Nearly 2,500 British men and women went to Spain in the 1930s to fight for democracy against the forces of fascism. Many of them lost their lives there, but their memory remains. The gratitude and the tribute of the Spanish democrats to those heroes lingers on. We admire you for that.
What a heavy price we paid for that defeat. Not only in terms of the precious lives that were lost. My country ensued 40 years of brutal dictatorship, a really difficult transition to democracy and a late and incomplete integration in the European project. For those who fought against the dictatorship, Europe was then an ideal of freedom, of the political and civil liberties that we lacked. It was a symbol of modernization, of progress, of social rights, of the welfare state.
It was a model of society where the dignity of our existence depended on the dignity of all, especially of those who had the least. A model of society where there were fair tax systems that allow for social redistribution. A society with strong unions, public health, education and pension systems. A society where the dignity and the rights of an individual did not depend on the neighbourhood you were born in, or on how much money your family had in a bank account.
Europe was a symbol of the noble values of peace, fraternity among nations, democracy, and social rights. It was a space for rights that would help overcome the worst nightmares of our shared past.
It is obvious that the European Union does not stand for those values any longer. Since the crisis of 2008 (a crisis, it is worth remembering it, which was not caused by the workers, the unemployed, immigrants or the refugees), the EU has been at the vanguard of a systematic attempt to dismantle that model of society. It has imposed cuts and privatisations, and demolished that system of rights that generations had struggled for.
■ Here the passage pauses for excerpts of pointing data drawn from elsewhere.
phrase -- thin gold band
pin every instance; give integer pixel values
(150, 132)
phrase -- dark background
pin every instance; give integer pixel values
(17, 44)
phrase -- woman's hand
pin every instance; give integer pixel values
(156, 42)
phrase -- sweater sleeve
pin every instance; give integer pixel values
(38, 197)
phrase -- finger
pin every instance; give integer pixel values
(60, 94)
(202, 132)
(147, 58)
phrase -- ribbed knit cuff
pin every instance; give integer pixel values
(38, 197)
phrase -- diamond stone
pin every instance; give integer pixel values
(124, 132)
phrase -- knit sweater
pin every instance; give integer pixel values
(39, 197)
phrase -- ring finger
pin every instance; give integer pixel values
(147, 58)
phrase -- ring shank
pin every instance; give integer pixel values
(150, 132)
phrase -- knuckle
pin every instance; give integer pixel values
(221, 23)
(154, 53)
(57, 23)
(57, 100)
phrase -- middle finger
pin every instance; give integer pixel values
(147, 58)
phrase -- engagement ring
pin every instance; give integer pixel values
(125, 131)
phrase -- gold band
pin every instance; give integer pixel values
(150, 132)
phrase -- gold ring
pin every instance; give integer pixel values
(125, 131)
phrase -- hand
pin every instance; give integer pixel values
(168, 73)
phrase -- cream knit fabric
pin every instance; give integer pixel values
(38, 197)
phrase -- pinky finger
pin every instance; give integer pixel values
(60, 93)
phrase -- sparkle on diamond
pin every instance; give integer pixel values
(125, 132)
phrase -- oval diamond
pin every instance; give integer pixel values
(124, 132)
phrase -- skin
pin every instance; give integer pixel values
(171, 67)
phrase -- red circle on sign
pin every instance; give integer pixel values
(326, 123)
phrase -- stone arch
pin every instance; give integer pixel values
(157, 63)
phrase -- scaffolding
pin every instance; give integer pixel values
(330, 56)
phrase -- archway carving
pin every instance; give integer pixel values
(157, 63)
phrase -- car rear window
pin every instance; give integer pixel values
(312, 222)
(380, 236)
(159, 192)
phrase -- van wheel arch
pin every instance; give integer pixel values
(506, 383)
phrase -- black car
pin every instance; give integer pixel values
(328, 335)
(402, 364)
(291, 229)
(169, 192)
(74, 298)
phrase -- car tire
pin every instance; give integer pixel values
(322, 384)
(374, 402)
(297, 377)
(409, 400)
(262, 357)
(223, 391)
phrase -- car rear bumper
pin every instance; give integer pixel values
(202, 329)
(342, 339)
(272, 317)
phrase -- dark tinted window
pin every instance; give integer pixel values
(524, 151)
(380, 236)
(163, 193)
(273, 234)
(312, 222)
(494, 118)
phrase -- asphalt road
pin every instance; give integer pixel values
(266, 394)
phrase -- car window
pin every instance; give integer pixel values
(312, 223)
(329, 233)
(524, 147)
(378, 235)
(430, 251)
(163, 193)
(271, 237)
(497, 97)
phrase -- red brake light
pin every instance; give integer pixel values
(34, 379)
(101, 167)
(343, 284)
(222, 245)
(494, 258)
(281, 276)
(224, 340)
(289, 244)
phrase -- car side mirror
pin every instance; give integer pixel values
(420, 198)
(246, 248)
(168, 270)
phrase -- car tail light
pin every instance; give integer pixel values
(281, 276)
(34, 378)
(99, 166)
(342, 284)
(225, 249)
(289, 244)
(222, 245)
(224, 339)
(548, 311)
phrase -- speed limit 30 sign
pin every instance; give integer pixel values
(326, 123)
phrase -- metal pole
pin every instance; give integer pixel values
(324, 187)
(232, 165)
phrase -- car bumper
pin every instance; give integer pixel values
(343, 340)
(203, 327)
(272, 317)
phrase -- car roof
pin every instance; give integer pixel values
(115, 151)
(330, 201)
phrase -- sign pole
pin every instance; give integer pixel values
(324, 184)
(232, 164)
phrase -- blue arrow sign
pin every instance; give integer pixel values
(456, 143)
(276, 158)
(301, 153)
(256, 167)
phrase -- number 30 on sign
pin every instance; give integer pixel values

In this year alone, we have seen how unelected, unaccountable bodies of power crush the democratic will of entire peoples. We have seen an irrational and unjust insistence upon the economic paradigm of austerity politics. This is generating inequality, poverty, and social exclusion in our societies.
And we have seen the shameful contempt with which the EU, after 15 years of disastrous military interventions, now looks the other way when the victims of those conflicts get to our borders in search of safety for their kids, and entire families drown in the Mediterranean.
It is true this EU is failing the ambitions, hope and expectations that lie at the origin of the integration project. But it is equally true that these value – of peace, fraternity, democracy and human rights – are too precious to be left in the hands of oligarchs and xenophobes. Allowing this to happen can only mean a race to the bottom. Such a race would remind us of the worst nightmares of our history, precisely the ones that the British heroes of the International Brigades came to my country to fight against.
We ask our British friends to vote Remain in the referendum, not to let things stay as they are now, but to help us change this state of affairs. To fight for a democratic Europe worthy of the name.
We want Jeremy Corbyn to win the next election, so that your country can join the millions of others who do not accept this spiral of injustice, who want to live in a continent where poverty and hatred have no place.
We ask you to vote to defend your sovereignty. Not the sovereignty of the banks, not the sovereignty of the City of London, of the oligarchs and their tax heavens, but the sovereignty of the people.
You can count on us in that fight. We, on our part, count on you to walk that path with us together.
Pablo Bustinduy is head of foreign affairs at Podemos, a left-wing Spanish political party founded in 2014 and now the second biggest party in the country.